So I think like David the CA provides by ES
is not good ( date expired)

I suggested

# bin/elasticsearch-reset-password -i -u elastic --url https://localhost:9200

you executed

root@localhost:/usr/share/elasticsearch# bin/elasticsearch-reset-password -i -u elastic --url https://192.168.16.200:9300

Spot the difference?

btw the response has "certificate dates are valid" in it.

Also

failed to establish trust with server at [192.168.16.200]

but the response has

"with subject name [CN=localhost]"

Please try again with the command I actually suggested.

The certificate is self (and auto) generated, its generation is probably in your logs somewhere, which would have been done at first startup of elasticsearch.

Thanks Kevin
with reset pwd localhost 9200

root@localhost:/usr/share/elasticsearch# bin/elasticsearch-reset-password -i -u elastic --url https://localhost:9200

ERROR: Failed to determine the health of the cluster.

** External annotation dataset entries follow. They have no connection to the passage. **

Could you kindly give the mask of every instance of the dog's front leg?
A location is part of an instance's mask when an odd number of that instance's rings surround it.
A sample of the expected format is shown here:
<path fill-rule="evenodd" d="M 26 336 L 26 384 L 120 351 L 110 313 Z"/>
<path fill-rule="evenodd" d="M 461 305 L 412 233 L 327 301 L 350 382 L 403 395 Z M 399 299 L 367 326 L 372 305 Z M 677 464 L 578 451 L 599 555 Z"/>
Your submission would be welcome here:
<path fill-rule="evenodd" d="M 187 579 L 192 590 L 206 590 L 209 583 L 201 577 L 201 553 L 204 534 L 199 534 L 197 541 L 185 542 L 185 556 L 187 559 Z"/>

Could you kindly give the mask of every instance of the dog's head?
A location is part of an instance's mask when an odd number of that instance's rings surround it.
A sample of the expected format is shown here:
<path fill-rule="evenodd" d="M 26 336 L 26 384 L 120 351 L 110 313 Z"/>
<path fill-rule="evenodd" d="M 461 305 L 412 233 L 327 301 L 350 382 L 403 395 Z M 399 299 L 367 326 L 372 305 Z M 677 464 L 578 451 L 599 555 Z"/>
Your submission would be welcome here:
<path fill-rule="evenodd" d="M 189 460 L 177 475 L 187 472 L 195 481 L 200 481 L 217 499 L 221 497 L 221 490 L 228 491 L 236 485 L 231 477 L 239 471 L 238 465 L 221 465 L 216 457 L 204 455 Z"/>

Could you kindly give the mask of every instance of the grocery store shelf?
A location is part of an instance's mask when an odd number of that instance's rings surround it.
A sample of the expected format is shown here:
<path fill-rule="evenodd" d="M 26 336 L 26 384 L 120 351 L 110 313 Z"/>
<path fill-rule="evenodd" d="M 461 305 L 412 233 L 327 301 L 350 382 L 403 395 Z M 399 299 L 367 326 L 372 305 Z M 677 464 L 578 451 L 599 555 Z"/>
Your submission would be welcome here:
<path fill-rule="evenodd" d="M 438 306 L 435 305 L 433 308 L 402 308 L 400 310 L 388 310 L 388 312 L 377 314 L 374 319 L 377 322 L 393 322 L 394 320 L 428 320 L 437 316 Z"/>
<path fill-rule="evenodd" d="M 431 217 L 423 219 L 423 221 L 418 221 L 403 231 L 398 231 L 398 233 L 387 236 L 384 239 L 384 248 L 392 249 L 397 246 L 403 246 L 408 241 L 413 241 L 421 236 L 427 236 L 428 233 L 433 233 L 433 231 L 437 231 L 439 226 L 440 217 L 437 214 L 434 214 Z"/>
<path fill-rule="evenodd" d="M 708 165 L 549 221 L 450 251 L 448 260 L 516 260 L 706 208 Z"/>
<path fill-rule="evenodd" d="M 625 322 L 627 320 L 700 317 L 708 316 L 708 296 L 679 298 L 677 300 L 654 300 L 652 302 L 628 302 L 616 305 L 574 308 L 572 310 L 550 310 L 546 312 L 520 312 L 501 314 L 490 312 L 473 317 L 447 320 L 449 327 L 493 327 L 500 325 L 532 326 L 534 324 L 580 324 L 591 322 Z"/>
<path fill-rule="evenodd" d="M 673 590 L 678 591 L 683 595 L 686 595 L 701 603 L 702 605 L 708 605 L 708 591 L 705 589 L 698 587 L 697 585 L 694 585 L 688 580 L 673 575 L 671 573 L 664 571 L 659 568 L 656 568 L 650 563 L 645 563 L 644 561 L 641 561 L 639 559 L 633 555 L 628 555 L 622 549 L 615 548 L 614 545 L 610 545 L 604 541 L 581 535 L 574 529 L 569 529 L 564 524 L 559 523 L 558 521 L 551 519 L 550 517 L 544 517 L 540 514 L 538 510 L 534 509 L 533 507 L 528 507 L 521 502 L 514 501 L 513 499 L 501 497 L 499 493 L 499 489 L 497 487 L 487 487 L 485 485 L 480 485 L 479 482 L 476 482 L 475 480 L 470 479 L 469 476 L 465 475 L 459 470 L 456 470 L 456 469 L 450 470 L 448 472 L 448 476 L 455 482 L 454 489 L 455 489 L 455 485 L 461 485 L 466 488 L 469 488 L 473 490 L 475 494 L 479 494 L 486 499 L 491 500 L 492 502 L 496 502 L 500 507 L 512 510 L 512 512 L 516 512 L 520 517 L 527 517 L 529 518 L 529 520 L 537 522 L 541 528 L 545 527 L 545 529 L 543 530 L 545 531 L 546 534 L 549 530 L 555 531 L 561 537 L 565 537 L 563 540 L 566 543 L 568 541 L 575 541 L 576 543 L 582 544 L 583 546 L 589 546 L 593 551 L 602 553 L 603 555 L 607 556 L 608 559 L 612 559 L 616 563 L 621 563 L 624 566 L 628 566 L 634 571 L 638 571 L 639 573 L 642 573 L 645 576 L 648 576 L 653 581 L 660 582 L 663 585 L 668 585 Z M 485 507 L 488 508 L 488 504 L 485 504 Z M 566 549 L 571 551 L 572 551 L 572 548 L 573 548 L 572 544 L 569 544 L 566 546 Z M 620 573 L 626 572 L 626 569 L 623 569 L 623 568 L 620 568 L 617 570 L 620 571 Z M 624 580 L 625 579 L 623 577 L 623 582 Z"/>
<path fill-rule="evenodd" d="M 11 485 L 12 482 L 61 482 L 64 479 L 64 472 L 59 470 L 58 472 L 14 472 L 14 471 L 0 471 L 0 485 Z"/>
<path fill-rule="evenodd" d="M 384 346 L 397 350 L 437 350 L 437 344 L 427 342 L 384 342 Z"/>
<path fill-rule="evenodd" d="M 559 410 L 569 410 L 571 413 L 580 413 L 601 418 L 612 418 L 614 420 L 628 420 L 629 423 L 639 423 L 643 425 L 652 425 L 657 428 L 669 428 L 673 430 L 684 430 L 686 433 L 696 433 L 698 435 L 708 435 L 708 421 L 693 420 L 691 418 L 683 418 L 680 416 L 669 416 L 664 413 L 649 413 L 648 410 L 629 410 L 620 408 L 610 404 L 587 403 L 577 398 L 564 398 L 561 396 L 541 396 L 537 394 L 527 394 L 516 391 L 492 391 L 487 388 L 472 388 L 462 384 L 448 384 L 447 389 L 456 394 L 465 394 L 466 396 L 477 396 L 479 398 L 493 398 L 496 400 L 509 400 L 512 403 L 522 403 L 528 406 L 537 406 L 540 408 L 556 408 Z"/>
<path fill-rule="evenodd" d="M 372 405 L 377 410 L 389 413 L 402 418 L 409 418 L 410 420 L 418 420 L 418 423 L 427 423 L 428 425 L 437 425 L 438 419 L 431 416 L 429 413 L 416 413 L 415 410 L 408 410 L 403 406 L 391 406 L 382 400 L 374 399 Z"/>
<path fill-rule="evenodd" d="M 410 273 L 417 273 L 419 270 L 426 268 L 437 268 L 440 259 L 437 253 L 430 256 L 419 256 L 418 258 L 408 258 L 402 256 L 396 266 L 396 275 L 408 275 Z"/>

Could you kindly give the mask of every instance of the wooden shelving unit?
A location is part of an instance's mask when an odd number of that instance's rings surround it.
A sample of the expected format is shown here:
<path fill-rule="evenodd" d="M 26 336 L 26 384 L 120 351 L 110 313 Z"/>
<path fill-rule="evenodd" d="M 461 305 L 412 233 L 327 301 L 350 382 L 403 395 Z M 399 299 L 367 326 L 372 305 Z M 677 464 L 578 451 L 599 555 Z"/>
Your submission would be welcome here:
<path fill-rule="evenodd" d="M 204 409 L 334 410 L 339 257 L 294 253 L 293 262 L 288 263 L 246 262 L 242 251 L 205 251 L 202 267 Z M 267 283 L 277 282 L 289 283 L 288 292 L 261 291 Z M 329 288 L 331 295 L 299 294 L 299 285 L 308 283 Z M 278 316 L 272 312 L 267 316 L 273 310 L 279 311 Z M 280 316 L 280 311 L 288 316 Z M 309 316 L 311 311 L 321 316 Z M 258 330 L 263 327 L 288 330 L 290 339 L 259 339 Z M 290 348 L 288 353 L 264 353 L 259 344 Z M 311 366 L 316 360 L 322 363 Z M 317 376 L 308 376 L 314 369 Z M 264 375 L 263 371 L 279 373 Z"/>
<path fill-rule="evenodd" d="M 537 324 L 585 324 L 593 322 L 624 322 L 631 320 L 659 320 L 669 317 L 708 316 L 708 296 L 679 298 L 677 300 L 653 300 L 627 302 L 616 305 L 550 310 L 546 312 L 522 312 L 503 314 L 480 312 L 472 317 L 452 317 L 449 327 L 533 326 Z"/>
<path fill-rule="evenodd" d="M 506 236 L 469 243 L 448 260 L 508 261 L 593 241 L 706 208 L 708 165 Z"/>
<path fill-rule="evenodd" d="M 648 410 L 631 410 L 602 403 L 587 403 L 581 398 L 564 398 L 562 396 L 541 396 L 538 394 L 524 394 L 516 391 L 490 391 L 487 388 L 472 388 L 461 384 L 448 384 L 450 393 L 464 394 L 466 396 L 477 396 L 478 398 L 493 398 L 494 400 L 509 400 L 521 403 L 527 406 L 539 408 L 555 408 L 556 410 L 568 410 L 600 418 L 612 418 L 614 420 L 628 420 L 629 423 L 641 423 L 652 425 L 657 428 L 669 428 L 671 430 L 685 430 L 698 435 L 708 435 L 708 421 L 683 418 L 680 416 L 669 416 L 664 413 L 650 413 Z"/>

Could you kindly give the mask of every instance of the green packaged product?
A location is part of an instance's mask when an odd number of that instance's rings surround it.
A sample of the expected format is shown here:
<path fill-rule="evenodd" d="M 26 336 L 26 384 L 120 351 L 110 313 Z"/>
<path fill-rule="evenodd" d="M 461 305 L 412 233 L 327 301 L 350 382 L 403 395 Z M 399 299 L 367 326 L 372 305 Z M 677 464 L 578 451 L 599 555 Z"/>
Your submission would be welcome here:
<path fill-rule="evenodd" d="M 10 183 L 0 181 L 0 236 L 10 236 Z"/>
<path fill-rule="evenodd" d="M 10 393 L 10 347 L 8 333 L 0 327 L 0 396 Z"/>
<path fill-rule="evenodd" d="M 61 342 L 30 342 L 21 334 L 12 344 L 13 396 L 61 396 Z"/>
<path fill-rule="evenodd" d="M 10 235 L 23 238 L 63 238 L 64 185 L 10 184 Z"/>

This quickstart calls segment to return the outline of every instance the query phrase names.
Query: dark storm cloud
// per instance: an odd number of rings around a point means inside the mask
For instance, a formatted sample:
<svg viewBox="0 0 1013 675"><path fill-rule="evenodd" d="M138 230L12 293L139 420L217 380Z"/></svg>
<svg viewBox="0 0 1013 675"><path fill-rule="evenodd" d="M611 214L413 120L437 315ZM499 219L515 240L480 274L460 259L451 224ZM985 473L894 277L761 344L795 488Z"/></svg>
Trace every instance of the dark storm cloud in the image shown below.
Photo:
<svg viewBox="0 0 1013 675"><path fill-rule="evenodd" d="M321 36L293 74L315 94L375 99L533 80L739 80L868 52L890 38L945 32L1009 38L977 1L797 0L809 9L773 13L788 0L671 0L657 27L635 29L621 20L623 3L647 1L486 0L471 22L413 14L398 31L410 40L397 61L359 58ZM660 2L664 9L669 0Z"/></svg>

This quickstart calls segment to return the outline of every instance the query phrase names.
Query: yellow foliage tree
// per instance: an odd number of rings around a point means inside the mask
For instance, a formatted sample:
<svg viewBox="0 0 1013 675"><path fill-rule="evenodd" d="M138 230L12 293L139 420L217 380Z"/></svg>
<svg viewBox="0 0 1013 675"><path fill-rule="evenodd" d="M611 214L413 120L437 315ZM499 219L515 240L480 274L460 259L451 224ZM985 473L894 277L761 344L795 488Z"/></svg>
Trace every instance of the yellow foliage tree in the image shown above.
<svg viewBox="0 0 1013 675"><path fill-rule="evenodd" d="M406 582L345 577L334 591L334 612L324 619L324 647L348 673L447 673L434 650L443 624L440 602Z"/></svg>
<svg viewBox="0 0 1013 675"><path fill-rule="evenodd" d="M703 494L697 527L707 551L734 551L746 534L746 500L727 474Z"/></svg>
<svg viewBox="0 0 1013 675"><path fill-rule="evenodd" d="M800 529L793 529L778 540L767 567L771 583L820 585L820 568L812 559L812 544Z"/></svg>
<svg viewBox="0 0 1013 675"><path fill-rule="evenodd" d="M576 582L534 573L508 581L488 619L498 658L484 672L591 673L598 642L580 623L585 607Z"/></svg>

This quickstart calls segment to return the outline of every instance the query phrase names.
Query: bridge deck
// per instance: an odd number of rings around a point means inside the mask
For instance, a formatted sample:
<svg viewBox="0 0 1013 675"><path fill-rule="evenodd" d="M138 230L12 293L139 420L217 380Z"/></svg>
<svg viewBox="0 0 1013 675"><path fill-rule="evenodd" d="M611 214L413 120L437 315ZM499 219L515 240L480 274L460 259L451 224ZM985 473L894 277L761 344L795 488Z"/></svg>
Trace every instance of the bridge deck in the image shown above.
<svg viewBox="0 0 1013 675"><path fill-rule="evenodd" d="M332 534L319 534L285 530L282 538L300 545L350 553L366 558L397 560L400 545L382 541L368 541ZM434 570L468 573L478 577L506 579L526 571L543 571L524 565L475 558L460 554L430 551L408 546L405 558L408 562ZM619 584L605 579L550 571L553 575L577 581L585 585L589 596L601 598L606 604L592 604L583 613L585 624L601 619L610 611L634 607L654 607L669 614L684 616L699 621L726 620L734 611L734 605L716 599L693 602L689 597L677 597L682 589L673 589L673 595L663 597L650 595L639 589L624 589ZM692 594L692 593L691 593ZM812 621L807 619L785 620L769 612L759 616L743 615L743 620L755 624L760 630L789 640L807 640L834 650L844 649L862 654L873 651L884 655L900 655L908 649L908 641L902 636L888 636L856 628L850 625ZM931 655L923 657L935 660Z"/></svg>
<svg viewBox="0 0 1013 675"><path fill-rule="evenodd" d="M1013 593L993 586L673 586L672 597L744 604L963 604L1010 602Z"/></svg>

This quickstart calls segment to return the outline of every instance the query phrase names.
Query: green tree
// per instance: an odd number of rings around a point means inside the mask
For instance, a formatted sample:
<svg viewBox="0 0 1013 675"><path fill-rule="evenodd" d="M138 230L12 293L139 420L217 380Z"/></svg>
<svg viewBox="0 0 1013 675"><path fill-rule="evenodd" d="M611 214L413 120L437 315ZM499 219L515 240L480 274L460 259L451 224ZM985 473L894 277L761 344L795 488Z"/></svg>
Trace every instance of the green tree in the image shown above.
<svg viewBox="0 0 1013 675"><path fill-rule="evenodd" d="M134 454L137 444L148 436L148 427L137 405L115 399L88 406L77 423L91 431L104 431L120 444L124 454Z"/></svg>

Unexpected http status [503], with exit code 65

with port 9300 CA with invalid dates !

port 9300 is typically used for internal cluster communication. You should not yourself have to use it, not at this point anyways. Essentially, forget it for now. You should typically communicate with elasticsearch on port 9200.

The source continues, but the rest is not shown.